That was the setting of “Tavern at the Edge of the World,” the latest in a ten-play series of climate change plays to be produced between 2020 and 2030 by the Farm Arts Collective.

“Tavern” found resounding success (in this reporter’s opinion) navigating the past, present and future of a civilization at the edge of collapse.

The play portrayed its post-apocalyptic future well, introducing a rich world filled with descriptive detail and brought to life by a cast of compelling characters. Of particular note: the conflict between ‘Jo’, played by Jess Beveridge, and ‘Mac,’ played by Eric Wunsch, over who would control the tavern. Beveridge brought an intense gravity to Jo’s position as the tavern’s leader, while Wunsch’s energy and whole-hearted physicality brought momentum to every scene he was in.

The staging of the play brought its audience forward in time into the tavern of 2062. The audience entered through the tavern’s ‘security system’ (a network of lights and cameras that added tension to the play’s climax); actors served beer and cabbage salad to the characters and the audience alike. The setting, a greenhouse in the middle of Farm Arts Collective’s working far, placed the audience right where the tavern would be in 2062. The effect made it easy to forget the present in favor of the apocalypse.

References in the play to present and near-future events—the climate crisis of the 2020s, armed militia groups, Elon Musk as America’s first cyborg president—felt uncomfortably real. At times, the play’s presentation of apocalypse felt less like a hypothetical situation and more like a prophecy.

“Tavern” reached back into the past, too, locating the origins of the climate crisis in the genocide of the Native American people and the conquest of the Wild West. Bobby Skotch as “Gif” carried the past and the future both, portraying a soldier in the old West and a militia-man in the post-apocalypse with nuanced horror and humanity.

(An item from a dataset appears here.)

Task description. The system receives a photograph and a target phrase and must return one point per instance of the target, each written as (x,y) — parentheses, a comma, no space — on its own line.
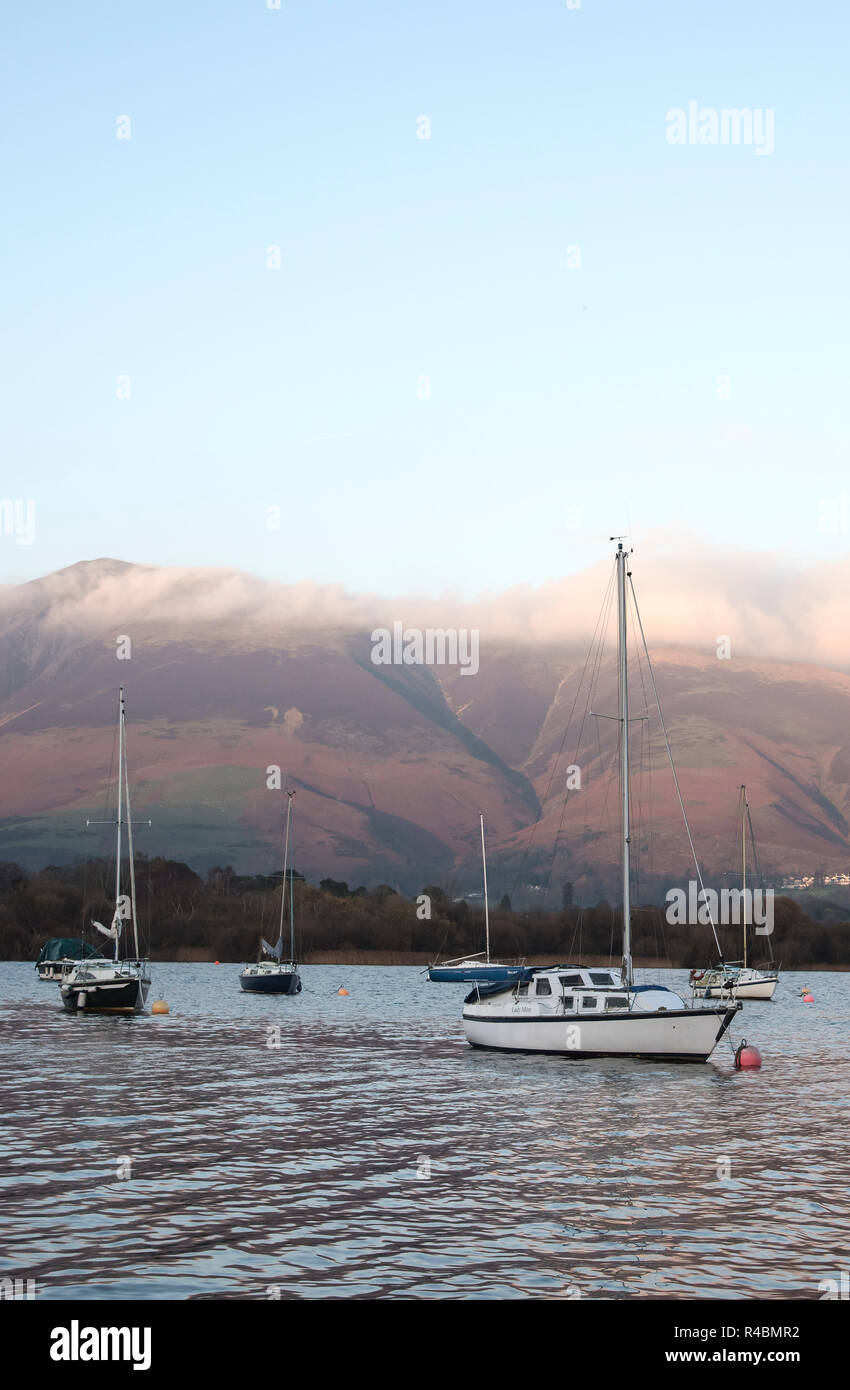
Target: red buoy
(746,1057)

So too did an excellent—and trippy—sequence of visuals that saw cowboys beset by pterodactyls around a time vortex, and gave the conquerers of the West the power to see what their work had wrought.

The play had a message of hope to accompany the grimness of a world in collapse, hope invested in “the spider sisters of Arachne,” a web of women keeping the tools and the practices of civilization alive. It’s a hope that gets threatened by aggression, most of it male, from the militia, from within the tavern and from the past, but it’s a hope that ultimately prevails, with the planting of new seeds and the survival of civilization amidst apocalypse.